Skin type follows the general trend that one would expect where speakers with darker skin types have higher Word Error Rate (WER) than lighter speakers. It was also interesting that the Librespeech model had more occurrences of significant WER differences. The assumptions as stated by the authors is that the dataset is less diverse than the social media dataset, which makes sense.
The authors also conducted some experiments with fine-tuning on in-domain data by splitting the data by skin type for fine-tuning. While this sounds like a good idea, the results were mixed. This is mainly due to the amounts of data available for the under-represented groups and the large variability of the data.
All in all, this article is well-written and easy to follow. The authors acknowledge the short-comings well and provide an interesting benchmark set which should prompt a great deal of future investigation. Taken at face value, this could be a great sanity check for any ASR model you may have in production.
3. MULTISV: Dataset for Far-Field Multi-Channel Speaker Verification
Ladislav Mošner, Oldřich Plchot, Lukáš Burget, Jan “Honza” Černocký
BRNO University of Technology
Czechia
This was another great outcome as a data paper. Commercially, there are so many use cases for multichannel, far-field speaker verification but the truth is that data collection for it is costly for most organizations.
In this paper, we also see a new benchmark being presented and it comes with a number of contributions. Firstly, it comes with 4-microphone arrays with about 77 hours per microphone. It contains data for both background noise and reverberation which is labeled with references, meaning that beyond the fact that these are important aspects here, it can also be used for other research purposes like dereverberation, denoising, and speech enhancement. The dataset is public which makes it easy to use and compare across works as a benchmark. It also extends the previous work by including both single and multi-channel enrollment segments.
The data is simulated within the microphone array which is a compromise in favor of cost. The dataset is based on Voxceleb2 which is heavily used in training embeddings. Evaluation data includes diverse sources like Librispeech. The researchers selected the cleanest recordings from Voxceleb2, or those with >20dB signal-to-noise ratio (SNR) values. This preselection allows us to manipulate the inserted noise from datasets like the MUSAN noise dataset (5h), FMA music dataset (66.3h), noise recordings from Freesound.org, and self-recorded noises (20.1h).
Development and evaluation trials were based on the VOiCES challenge rules where speech was retransmitted from Librispeech together with babble, television, music, or no background noise. The conditions based on enrollment properties for the experiments were as follows:
- CE (clean enrollment)
- SRE (single-channel retransmitted enrollment)
- MRE (multi-channel retransmitted enrollment)

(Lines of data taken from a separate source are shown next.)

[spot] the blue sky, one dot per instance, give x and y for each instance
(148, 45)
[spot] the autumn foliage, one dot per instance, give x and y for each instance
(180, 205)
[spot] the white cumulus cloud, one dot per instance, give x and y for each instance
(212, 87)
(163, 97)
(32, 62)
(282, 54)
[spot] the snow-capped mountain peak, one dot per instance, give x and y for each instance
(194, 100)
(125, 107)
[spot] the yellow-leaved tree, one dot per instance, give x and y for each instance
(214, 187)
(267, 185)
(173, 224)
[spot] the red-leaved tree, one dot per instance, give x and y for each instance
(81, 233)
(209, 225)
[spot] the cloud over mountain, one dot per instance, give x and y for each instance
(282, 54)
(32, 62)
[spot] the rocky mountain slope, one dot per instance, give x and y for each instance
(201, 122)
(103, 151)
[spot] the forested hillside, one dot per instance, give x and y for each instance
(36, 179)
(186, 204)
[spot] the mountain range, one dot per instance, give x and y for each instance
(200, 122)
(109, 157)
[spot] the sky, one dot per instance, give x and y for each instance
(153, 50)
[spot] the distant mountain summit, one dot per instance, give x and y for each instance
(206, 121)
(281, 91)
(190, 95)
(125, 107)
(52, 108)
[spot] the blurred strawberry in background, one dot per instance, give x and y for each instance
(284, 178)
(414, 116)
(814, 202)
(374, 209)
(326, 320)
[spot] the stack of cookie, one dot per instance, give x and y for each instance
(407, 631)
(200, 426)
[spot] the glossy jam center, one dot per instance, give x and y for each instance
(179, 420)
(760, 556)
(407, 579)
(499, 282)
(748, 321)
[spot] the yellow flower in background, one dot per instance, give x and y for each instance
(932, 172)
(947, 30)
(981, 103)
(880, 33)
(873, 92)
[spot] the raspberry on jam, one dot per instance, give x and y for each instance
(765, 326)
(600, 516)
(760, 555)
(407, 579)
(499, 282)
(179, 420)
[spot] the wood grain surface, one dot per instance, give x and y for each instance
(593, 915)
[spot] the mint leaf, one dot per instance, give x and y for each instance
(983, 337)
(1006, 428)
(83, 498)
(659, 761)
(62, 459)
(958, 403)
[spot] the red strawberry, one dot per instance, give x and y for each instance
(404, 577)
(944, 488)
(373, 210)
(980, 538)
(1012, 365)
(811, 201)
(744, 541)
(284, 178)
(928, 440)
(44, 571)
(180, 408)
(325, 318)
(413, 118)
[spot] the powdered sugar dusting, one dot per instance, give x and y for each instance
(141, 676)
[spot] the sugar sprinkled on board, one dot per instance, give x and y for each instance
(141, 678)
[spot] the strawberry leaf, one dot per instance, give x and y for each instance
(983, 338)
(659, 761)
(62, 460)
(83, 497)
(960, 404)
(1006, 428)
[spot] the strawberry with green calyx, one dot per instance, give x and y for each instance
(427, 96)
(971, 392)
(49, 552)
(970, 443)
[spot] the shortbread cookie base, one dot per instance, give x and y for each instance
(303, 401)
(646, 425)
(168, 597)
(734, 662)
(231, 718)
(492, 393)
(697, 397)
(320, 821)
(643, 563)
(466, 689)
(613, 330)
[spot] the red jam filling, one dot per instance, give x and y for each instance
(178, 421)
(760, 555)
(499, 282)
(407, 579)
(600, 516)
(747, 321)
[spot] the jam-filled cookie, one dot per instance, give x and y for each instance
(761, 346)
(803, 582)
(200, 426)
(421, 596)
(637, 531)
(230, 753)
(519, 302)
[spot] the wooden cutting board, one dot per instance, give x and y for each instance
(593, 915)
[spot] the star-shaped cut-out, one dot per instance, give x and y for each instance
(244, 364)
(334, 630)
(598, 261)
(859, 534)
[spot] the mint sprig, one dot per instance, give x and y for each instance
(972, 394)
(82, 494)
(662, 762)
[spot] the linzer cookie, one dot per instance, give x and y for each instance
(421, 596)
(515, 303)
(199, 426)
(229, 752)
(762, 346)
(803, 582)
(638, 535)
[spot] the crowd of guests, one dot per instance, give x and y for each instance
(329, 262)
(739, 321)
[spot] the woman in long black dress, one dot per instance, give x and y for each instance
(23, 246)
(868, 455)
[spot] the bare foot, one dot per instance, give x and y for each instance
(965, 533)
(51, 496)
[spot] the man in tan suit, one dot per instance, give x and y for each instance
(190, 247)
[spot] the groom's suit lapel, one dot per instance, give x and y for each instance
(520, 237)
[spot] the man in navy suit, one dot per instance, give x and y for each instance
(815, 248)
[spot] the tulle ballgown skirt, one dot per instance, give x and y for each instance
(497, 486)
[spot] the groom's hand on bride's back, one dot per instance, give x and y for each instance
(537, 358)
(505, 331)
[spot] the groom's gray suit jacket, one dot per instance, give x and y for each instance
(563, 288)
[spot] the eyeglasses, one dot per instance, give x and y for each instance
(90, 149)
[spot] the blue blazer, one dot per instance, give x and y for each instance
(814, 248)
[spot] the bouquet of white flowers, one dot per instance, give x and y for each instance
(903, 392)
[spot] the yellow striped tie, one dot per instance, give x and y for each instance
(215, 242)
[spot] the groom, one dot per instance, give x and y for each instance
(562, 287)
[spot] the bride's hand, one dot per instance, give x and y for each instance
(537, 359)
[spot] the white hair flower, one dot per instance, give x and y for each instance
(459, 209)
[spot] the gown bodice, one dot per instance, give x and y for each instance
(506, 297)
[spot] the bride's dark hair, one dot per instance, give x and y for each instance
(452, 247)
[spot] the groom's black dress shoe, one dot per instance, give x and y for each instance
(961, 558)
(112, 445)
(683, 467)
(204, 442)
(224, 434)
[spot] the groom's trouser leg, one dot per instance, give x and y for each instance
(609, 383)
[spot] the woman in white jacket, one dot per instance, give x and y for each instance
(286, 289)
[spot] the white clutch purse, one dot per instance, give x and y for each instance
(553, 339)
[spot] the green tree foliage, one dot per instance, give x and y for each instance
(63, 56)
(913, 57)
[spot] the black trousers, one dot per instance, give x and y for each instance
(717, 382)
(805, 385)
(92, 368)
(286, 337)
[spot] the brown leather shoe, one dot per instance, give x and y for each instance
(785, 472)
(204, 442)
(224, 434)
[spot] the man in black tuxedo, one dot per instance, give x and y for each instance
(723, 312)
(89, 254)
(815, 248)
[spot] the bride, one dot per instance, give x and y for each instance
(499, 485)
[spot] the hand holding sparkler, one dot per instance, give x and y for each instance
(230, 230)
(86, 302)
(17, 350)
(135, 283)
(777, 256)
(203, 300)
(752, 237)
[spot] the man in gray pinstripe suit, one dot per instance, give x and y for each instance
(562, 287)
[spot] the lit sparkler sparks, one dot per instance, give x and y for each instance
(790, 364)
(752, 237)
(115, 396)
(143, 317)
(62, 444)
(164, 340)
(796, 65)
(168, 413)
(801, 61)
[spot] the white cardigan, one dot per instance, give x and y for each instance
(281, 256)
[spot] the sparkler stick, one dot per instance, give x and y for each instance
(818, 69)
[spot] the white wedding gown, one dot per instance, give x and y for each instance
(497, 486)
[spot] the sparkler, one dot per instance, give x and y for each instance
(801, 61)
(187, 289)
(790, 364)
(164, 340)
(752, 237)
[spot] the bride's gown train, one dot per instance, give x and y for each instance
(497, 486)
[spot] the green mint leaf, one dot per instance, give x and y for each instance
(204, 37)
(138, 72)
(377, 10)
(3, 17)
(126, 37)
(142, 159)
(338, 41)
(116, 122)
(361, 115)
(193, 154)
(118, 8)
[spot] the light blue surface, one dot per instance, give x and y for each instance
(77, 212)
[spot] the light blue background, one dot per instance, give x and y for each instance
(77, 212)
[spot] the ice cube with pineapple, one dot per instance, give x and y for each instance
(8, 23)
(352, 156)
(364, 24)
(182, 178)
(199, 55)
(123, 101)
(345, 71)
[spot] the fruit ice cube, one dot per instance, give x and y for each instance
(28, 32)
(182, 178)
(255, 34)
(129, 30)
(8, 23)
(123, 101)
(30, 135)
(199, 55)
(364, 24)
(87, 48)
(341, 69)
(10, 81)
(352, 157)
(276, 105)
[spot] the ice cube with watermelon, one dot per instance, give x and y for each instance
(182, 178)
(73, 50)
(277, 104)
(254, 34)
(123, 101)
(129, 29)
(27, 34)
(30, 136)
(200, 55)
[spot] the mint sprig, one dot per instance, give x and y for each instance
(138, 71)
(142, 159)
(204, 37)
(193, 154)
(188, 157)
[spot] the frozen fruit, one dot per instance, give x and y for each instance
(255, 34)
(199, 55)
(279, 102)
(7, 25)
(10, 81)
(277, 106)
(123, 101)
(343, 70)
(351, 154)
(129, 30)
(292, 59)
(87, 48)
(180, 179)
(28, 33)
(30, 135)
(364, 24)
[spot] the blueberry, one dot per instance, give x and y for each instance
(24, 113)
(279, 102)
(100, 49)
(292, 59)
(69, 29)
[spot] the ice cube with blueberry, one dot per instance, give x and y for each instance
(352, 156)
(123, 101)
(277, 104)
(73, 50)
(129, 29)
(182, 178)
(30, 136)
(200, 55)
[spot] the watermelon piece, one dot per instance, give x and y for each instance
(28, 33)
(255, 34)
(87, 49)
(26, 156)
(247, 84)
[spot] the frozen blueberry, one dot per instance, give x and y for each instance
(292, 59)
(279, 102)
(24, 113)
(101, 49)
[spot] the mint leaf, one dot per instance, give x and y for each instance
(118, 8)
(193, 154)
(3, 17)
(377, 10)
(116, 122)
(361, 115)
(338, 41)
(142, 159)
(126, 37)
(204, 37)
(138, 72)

- and MRE hard (similar to MRE, but with noise playing in the background)




Experiments were performed on two baseline systems. Both utilize the same embedding extractor and minimum variance distortionless response. The front-end differs in that the first is a mask-based beamforming model that estimates per-channel speech and noise masks given the magnitude spectra. The second system includes a time-domain enhancement model trained with an SNR loss. The architecture is a scaled-down Conv-TasNet to reduce the number of trainable parameters.
There are two evaluation sets:
- v1 which is analogous to the prescription of VOiCES with and L shaped array. There is a small problem in that some microphones may have a negative SNR due to noise created by a nearby distractor speaker, refrigerator, or being behind a corner.
- This is corrected in v2 which replaces the problematic microphones with non-problematic ones. It can be said that v1 is more suitable for meeting-like scenarios, whereas v2 could be used for investigation scenarios, like hidden microphones covering a large space. v1 can generally be considered more difficult due to the problematic cases mentioned above.
This work is important because it releases a ready-to-use benchmark dataset with built-in baselines and can be used for a number of use cases including far-field and multi-speaker verification, as well as audio experiments for speech enhancement, noise robustness, and dereverberation. All of this is made available at: https://github.com/BUTSpeechFit/MultiSV.